All code for downloading and processing the OAS database can be found here

What is the Observerd Antibody Sequence database?

My previous posts have all been quite theoretical, so with this post I thought I would change things up and write a more practical post. We will be working through how to obtain and analyse the Observed Antibody Sequence (OAS) database. The OAS is a database containing millions of antibody sequences captured using Next Generation Sequencing (NGS) across numerous studies. It represents a valuable resource for researchers and engineers in drug discovery, who can use it to understand how the immune system responds to pharmaceutical interventions and disease states, as well as how antibody function relates to their primary amino acid sequences.

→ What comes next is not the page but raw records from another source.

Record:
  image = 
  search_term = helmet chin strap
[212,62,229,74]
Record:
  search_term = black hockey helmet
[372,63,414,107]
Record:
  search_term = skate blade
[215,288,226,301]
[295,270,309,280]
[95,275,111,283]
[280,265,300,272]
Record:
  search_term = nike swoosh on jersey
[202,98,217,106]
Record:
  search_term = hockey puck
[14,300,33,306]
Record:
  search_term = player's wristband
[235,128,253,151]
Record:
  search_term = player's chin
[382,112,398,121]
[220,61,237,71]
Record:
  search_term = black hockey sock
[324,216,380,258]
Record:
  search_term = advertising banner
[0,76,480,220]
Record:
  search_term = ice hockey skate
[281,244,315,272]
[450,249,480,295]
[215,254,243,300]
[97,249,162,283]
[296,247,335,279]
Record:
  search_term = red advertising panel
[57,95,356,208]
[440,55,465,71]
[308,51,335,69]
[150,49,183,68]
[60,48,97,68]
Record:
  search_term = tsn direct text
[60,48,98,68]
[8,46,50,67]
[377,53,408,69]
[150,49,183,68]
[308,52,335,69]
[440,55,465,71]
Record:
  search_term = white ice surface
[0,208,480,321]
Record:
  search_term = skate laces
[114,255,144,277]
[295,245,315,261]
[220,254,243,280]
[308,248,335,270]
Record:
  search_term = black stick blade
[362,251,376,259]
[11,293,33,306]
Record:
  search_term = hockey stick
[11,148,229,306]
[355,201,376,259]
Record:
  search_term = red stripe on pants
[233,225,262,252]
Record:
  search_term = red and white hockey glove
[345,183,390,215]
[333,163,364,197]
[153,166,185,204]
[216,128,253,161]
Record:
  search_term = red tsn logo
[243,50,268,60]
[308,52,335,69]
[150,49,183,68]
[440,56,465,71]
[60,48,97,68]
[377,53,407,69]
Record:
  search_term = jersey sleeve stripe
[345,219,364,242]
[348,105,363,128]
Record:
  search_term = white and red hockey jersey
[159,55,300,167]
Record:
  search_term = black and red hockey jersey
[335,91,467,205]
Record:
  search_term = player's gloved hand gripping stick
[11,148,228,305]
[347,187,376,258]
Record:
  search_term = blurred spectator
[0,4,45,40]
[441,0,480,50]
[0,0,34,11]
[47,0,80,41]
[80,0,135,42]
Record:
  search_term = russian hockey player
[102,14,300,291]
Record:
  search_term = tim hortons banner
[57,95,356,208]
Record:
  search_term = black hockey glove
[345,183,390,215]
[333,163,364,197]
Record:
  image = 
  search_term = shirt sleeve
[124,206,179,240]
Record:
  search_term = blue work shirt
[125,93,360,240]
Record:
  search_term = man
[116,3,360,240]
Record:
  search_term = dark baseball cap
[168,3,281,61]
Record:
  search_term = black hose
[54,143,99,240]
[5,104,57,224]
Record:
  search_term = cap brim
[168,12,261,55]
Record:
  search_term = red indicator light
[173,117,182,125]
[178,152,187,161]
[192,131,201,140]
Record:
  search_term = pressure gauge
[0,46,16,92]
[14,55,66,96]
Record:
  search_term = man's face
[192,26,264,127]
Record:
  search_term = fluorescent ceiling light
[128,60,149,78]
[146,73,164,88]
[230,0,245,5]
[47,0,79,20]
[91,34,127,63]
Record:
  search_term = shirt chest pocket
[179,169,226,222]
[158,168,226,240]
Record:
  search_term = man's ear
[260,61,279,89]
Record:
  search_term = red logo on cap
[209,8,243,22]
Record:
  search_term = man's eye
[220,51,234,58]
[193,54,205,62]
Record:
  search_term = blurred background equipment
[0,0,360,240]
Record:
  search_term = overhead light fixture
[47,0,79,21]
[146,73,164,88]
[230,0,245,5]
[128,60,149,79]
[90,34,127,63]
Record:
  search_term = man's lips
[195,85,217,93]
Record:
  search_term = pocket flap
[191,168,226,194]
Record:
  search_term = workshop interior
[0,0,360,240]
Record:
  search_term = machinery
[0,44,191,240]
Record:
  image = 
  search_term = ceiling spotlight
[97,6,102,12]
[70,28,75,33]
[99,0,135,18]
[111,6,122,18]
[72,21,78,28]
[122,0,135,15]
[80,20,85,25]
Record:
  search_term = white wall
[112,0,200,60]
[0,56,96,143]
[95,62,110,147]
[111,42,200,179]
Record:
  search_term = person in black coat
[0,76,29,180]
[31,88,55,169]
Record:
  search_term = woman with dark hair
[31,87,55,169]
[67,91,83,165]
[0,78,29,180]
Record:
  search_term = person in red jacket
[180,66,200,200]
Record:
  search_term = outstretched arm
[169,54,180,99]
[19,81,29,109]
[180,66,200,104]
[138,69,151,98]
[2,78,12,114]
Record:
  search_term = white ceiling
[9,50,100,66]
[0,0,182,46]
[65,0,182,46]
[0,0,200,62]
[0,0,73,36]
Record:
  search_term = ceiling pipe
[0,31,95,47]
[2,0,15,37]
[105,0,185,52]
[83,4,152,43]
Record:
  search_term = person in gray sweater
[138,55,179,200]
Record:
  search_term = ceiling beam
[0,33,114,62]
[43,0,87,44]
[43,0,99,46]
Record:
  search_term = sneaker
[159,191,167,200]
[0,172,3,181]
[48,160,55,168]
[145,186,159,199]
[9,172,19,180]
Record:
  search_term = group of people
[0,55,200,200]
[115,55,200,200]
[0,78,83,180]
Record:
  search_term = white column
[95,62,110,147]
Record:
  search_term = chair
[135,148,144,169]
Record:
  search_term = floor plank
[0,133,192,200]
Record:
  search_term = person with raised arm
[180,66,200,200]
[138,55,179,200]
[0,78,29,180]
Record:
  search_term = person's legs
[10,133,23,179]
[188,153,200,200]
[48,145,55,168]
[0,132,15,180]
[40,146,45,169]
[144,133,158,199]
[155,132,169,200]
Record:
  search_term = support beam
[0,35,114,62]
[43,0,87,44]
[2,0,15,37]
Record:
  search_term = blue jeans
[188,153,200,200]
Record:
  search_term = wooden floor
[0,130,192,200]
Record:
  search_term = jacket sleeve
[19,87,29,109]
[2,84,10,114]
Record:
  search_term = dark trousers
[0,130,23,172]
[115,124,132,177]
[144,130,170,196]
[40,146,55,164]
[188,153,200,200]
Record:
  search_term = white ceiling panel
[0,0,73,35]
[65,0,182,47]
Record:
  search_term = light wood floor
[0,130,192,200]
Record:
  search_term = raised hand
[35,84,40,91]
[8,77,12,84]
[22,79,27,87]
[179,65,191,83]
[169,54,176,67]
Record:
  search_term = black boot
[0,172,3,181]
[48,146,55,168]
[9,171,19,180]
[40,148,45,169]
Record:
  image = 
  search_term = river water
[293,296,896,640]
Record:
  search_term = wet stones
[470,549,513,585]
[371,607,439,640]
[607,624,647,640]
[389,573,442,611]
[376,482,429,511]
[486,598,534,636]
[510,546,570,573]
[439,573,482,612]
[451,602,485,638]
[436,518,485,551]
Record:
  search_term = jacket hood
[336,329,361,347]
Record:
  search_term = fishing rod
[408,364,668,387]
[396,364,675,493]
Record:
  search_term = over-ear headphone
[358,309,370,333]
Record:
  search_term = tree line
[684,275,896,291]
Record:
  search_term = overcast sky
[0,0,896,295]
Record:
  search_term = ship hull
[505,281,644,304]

The folks at OPIG have done much of the hard work of collating and annotating the sequences in the database, to the great benefit of the community. However, as with any large software project, it has some idiosyncrasies which can be tricky to manage if you are unfamiliar with them. Hopefully this post will provide a roadmap for anyone interested in using this database for their research. The OAS is organized into two collections; the larger ‘unpaired’ OAS which contains unpaired VH and VL sequences and the smaller ‘paired’ database which contains paired VH and VL sequences. I will be working with the paired OAS database in this post, as it is a more manageable size. This tutoral assumes that you are working on a linux OS and have access to python. WSL2 is a fantastic option to be able to use Linux if you have a windows machine.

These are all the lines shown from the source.